舞台はグリーンランド東部に位置するタシーラクという町、主人公はこの町に住むカーリ(Kamillo Ignatiussen)という青年である。彼は自閉症スペクトラム障害を持っており、そのせいで周囲のコミュニティに馴染めない日々が続いている。友達はバルティラー(Mikkel Paalu P. Bianco)という同世代の少年と、愛犬のメッコヤーくらいのものだ。そんなある日、カーリはメッコヤーにエサをあげようと庭に行くと、彼女が姿を消しているのに気づき……
今作はそんなカーリが失踪してしまった愛犬メッコヤーを探す姿を通じて、グリーンランドに広がる日常を見据えていく作品だ。まず驚くのはカーリたちが日常を過ごすその環境だ。起伏のなかなかキツう山地に色とりどりの建物がまるでキノコのように生え、彼らはその隙間を縫うように生き生きと駆けていく。行く先々には、役目を終えた廃船が無残にも転がっていたり、何匹もの野犬たちが鎖で繋がれ共同で飼われているなんて場もある。過酷な自然と隣り合わせで生きている様が一目でありありと見て取れる、そんな風景が連なっているのだ。
こうして置かれた環境も(少なくとも都会育ちの私には)過酷だけども、人間関係についてもなかなかに過酷だ。父親は愛犬が消えたというのに、整備士としての仕事が忙しいと全く取りつく島もない。バルティラー以外の少年たちは鉢合わせするとカーリをバカにし、彼がそれに楯突くと報復のために追いかけ回すほどだ。実際こういった人間関係にこそカーリがより疲弊している様が観客にも伝わってくるほどだ。
撮影監督であるPhilip Peng Rosenthalのカメラは、メッコヤーを捜索するカーリとバルティラー、それに無言で寄り添うもう1人の友達のような形で彼らを追い続ける。彼は空気感を生々しく反映したような手ブレとともにカーリの姿を映しとっていくわけだが、かけがえのない友達を探し求める少年の静かな悲しみや寂しさが画面に滲んでいく。
その果てにカーリたちは、メッコヤーがある家の庭に鎖で繋がれているのを何とか発見することになる。
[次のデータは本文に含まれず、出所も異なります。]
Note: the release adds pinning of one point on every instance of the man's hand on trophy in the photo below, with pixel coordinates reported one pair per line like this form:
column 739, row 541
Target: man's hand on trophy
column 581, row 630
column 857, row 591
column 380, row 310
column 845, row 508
カーリは彼女を助け出そうとしながらも、そのせいでバルティラーが家主に捕まってしまい、その後、ある事実を知ることになってしまう……こうして物語はグリーンランドの特殊性を越えて、友情をめぐる普遍的なものへと変貌を遂げていく。
最後に監督や政策背景について少し。Christoffer Rizvanovic Stenbakkenは1986年生まれ、映画の舞台となるタシーラクに生まれ育った。今作を製作するに辺り生まれ故郷を舞台にしたわけだが、ここはグリーンランド東部では最も大きな町であり、人口は2000人ほどだそう。そしてグリーンランド映画は今までにも細々と作られてきたが、この東部で映画が撮影されたのは初めてのことらしい。登場人物たちも実際にタシーラクの住民たちだそうだが、そしてそれがベルリン国際映画祭にも選出されるのだから素晴らしい。
もう一つ重要なことは、カーリたちがイヌイットであることだろう。彼らは北米大陸からやってきたグリーンランドの先住民であり、この記事によればグリーンランドの人口約56000人のうち89%がグリーンランド系イヌイット人だという。言語も宗主国のデンマーク語とは全く違うエスキモー・アレウト語族のグリーンランド語である。彼らはデンマーク人とは全く異なる文化を持っているわけだが、そんな彼らの暮らしぶりがカーリの姿を通じてここでは描かれているのである。ということでグリーンランドの新鋭Stenbakken監督の今後に期待!